La vulve est cette bête acéphale, cette Origine du monde d’où tout le reste découle, d’où le texte vient au monde. « L’empreinte de mon sexe/ tirée sur vergé » étaient déjà les premiers mots de La Nue-bête. Ce qu’écrit Sophie Loizeau tourne autour de cette question : comment dire la chose ? Comment la rendre visible ? Comment rendre à l’œil sa virginité ? Ses textes naissent d’un corps à corps avec la viande, avec la finitude, avec l’animalité, la vraie, celle qui fascine et donne à penser, celle qui est la métaphore de l’étrangeté, le masque derrière lequel se cache la part maudite de l’homme. Écoutons Bataille, justement, quand il dit : « L’animal ouvre devant moi une profondeur qui m’attire et m’est familière. Cette profondeur, en un sens, je la connais : c’est la mienne. Elle est aussi ce qui m’est le plus lointainement dérobé, ce qui mérite ce nom de profondeur qui veut dire avec précision ce qui m’échappe. Mais c’est aussi la poésie… »

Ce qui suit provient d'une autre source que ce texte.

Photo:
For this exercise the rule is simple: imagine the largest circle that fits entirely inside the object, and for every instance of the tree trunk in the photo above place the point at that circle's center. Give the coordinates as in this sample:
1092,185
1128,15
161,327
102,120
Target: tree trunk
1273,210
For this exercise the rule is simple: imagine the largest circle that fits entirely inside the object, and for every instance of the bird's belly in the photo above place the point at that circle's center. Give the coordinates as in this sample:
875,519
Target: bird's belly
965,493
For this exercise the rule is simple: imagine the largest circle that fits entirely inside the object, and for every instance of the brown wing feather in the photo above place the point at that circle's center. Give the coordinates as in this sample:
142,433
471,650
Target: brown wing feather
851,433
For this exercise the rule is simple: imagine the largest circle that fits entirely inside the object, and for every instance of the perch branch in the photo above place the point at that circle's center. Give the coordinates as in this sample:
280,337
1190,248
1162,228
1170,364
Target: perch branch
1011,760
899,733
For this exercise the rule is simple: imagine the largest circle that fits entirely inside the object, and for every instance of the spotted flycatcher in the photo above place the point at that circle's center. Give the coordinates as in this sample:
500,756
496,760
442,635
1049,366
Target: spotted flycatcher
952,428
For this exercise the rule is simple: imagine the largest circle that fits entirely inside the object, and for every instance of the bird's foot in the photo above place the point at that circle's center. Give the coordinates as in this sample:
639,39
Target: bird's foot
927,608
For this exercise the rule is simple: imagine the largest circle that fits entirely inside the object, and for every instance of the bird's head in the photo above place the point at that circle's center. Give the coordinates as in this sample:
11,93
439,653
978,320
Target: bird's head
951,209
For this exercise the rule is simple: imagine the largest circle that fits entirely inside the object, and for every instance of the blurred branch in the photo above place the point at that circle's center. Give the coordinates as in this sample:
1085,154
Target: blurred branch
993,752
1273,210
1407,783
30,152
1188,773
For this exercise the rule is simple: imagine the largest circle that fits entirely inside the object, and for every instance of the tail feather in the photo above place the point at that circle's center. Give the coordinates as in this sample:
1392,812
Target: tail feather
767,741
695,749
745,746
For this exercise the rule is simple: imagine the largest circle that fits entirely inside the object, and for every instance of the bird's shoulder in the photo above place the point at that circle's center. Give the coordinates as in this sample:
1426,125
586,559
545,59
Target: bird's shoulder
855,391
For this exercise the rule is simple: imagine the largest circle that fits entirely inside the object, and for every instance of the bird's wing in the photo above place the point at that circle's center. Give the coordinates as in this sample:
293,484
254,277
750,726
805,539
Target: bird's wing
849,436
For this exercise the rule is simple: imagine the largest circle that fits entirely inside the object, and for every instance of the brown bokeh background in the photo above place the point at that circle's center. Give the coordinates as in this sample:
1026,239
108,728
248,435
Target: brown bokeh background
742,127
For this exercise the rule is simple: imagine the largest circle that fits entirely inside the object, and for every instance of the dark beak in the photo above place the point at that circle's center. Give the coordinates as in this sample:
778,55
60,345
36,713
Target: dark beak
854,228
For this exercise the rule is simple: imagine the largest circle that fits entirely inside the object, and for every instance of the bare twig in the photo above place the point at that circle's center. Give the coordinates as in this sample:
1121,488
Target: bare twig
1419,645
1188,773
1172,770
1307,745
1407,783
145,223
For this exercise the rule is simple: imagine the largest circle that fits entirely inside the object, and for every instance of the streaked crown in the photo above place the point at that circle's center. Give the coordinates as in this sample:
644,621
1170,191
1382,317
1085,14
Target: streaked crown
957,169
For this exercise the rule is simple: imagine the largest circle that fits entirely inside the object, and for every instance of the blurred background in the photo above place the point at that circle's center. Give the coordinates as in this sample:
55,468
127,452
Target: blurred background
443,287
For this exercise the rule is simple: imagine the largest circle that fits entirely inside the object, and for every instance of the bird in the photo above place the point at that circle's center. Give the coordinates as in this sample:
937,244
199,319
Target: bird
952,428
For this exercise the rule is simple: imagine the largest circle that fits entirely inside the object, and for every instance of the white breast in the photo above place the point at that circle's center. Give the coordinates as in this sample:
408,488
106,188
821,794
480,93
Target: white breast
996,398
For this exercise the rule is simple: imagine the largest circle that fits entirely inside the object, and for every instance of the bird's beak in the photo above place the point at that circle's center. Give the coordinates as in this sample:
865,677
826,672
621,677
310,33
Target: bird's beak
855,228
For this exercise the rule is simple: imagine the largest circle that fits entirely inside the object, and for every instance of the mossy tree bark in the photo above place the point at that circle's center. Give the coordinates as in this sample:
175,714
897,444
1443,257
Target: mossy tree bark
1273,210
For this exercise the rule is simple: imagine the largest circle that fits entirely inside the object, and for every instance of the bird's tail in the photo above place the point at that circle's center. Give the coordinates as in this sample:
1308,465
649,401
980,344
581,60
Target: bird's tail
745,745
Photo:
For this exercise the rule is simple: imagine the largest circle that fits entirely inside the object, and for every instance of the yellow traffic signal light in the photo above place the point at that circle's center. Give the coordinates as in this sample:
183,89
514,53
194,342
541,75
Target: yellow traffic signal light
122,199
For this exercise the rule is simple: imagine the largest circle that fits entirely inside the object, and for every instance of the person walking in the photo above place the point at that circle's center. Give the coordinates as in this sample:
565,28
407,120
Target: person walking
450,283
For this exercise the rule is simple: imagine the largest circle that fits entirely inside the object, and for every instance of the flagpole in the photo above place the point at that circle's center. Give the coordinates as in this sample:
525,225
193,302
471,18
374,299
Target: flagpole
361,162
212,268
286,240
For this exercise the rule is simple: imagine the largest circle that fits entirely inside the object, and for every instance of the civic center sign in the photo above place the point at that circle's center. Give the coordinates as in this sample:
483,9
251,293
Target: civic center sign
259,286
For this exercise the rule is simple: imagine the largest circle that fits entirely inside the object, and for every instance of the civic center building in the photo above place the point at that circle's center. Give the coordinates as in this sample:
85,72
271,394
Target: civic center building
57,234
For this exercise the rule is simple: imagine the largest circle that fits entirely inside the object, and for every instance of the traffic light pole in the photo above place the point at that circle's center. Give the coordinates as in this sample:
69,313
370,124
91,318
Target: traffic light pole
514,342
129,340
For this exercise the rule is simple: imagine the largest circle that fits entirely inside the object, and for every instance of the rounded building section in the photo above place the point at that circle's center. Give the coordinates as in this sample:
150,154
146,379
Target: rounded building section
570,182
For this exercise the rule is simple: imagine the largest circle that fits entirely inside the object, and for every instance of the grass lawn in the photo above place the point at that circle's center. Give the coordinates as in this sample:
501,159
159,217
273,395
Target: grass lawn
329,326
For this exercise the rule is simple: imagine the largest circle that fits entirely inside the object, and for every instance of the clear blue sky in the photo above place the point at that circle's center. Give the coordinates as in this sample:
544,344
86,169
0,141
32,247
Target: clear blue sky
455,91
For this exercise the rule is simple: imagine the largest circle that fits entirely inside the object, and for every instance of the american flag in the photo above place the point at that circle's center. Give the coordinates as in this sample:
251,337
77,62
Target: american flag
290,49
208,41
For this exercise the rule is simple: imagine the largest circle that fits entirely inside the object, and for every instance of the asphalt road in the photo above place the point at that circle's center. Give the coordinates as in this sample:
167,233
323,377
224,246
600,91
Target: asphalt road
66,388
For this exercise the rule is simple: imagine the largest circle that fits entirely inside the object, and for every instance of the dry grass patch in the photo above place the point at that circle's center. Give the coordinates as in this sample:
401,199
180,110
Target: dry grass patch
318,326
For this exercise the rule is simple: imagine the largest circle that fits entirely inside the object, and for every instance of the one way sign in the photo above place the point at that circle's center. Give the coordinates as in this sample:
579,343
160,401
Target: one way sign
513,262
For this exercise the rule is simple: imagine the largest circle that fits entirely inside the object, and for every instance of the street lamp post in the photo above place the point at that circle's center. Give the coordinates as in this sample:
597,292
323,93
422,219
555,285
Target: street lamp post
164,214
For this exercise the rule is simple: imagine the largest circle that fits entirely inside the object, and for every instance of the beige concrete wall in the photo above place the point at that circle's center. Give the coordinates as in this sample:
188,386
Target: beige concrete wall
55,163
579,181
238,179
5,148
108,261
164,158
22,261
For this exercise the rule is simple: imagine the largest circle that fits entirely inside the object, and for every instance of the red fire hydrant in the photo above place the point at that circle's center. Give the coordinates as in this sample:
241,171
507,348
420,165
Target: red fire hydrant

La poésie comme interrogation de l’énigme que nous sommes, comme tentative d’investigation de ce qui fait du corps une scène ou un théâtre. Les poèmes de Sophie Loizeau sont des textes à voir, des textes qui nous transforment en voyeur « le(s) doigt(s) préféré(s) frotte(nt) à frénésie en pleine/ nature ce bas plissement parallèle au pli de l’aine faille aînée qui sève/ d’être vue ». Des textes qui semblent émerger de l’intensité d’un affrontement avec ces forces qui travaillent nos corps, nos pensées, nos admirations. De l’organique, de l’anatomique, du dionysiaque, l’écriture de Sophie Loizeau ne cherche aucun refuge, aucune échappatoire. Elle s’édifie sur des ruptures, des suspens, des spasmes, des défaillances. Une écriture qui laisse la part belle aux modes de perception du lecteur, qui en joue aussi, comme elle joue des ratés de la jouissance, ou de tout ce qui, en elle, est irréductible au langage et disparaît dans les coupes, les blancs, les failles du texte. « c’est l’odeur d’aisselle/ de plumes tièdes de volaille bien que/ (…)/ cet ange-là fait les amoureux transis les éjaculateurs/ précoces son sourire la main/ qui tient les flèches raillent oh raillent si cruellement/ jusqu’à la petitesse du gland dont le calibre (celui du bonbon)/ tente la mise en bouche sans la consentir ». Véhémences et retenues, offrande et absence, c’est l’ivresse nue de la création que Sophie Loizeau regarde au fond des yeux pour mieux nous la donner à voir et à partager.

Environs du bouc
Sophie Loizeau
Éditions Comp’Act
132 pages, 17

Esthétique érotique Par Richard Blin
Le Matricule des Anges n°62 , avril 2005.